Opened 12 years ago
Closed 10 years ago
#19508 closed Cleanup/optimization (fixed)
Implement URL decoding according to RFC 3987
Reported by: | Aymeric Augustin | Owned by: | Loic Bistuer |
---|---|---|---|
Component: | HTTP handling | Version: | dev |
Severity: | Normal | Keywords: | |
Cc: | anubhav9042@… | Triage Stage: | Ready for checkin |
Has patch: | yes | Needs documentation: | no |
Needs tests: | no | Patch needs improvement: | no |
Easy pickings: | no | UI/UX: | no |
Description
Since #5738, when Django fails to decode an URL because it isn't valid UTF-8, it returns a HTTP 400 error with no content.
It's a bit sloppy to use a protocol-level message for an application-level requirement — in other words, to reply to a well-formed HTTP request with 400 Bad Request. Section 3.2 of RFC 3987 proposes a solution to this problem. Basically, non-ASCII bytes that do not create a valid utf-8 sequence should remain URL-encoded. This may not be trivial to implement, but it provide better error handling and it's normalized.
With this change, non-existing but well-formed URLs will return a 404 instead of a 400. That's what people expect, as shown in the comments of #5738 and #16541.
Django builds URLs according to section 3.1 of RFC 3987. With this change, URLs will round trip cleanly through the reversing / resolving (that's one of the guarantees of RFC 3987) and Django will be able to deal with legacy, non-utf-8 URLs. I pursued these goals in #19468 with a more primitive technique (depending only on the encoding) and that didn't work out.
Change History (11)
comment:1 by , 12 years ago
Triage Stage: | Unreviewed → Accepted |
---|
comment:3 by , 11 years ago
Cc: | added |
---|
comment:4 by , 10 years ago
Owner: | changed from | to
---|---|
Status: | new → assigned |
Will be working on this in my GSoC project
comment:5 by , 10 years ago
Loic and I had a discussion on this today.

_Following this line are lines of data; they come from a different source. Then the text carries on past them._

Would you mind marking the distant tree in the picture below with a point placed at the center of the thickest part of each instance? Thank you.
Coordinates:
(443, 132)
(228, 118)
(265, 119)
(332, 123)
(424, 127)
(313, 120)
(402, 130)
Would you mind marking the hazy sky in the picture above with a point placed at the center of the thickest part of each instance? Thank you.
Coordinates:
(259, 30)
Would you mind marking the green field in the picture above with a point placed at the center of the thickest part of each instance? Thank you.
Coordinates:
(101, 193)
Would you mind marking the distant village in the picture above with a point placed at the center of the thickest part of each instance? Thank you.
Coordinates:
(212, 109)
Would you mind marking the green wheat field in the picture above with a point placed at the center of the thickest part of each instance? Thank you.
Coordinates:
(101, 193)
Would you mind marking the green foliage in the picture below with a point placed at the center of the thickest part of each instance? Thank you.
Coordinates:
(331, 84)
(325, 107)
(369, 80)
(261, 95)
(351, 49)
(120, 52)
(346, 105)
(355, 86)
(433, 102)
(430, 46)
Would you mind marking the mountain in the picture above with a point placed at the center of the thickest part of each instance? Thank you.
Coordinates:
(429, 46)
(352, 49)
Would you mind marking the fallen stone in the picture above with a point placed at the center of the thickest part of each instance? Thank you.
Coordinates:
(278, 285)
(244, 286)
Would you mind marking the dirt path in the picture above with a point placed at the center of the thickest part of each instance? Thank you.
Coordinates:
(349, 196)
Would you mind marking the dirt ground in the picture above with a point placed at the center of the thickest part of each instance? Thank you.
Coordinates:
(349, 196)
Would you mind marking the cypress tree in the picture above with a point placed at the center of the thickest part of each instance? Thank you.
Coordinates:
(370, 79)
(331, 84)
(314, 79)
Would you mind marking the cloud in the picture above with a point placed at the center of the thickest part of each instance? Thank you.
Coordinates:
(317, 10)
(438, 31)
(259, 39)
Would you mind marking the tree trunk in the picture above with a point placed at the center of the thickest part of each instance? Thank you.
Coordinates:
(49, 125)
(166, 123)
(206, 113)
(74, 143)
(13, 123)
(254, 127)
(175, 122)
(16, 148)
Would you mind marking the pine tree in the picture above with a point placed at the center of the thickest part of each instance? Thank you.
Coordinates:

Few things worth mentioning:
- When having urls like
/test/~%A9
, we get400
when project is deployed asWSGIHandler
has fallback for400
in case ofUnicodeDecodeError
. - In development we get
500
becauseStaticFilesHandler
is used and it does not have that fallback. - It cannot be reproduced in tests because the
ClientHandler
again raisesUnicodeDecodeError
inget_path_info()
. - The problem arises when in get_path_info(), we decode the url in
utf-8
. - When we pass a url, it passes through
unquote()
inurllib
where it converts all percent encodings, even those which should remain url-encoded.
I am working on this now and will report again soon.
comment:8 by , 10 years ago
Owner: | changed from | to
---|
This ticket was recently mentioned in a ML thread: https://groups.google.com/d/topic/django-developers/mS9-HXI4ljw/discussion
I amended the patch from Anubhav to make uri_to_iri()
return unicode rather than UTF-8 (Option 2 in PR comment https://github.com/django/django/pull/2932/files#r15440287). This is consistent with Werkzeug's implementation (Refs http://werkzeug.pocoo.org/docs/0.9/utils/#werkzeug.urls.uri_to_iri)
Made a new PR - https://github.com/django/django/pull/3350 - feedback welcome.
comment:9 by , 10 years ago
I reworked the implementation of the "repercent" step. Anyone experienced with unicode to double check?
I still want to review our usage of the various quote/unquote functions and their respective quirks in term of input/return values (and their discrepancies between PY2 and PY3).
comment:11 by , 10 years ago
Resolution: | → fixed |
---|---|
Status: | assigned → closed |
I am thinking to work on this.....
I have some idea of what to do, by visiting the links provided in the summary.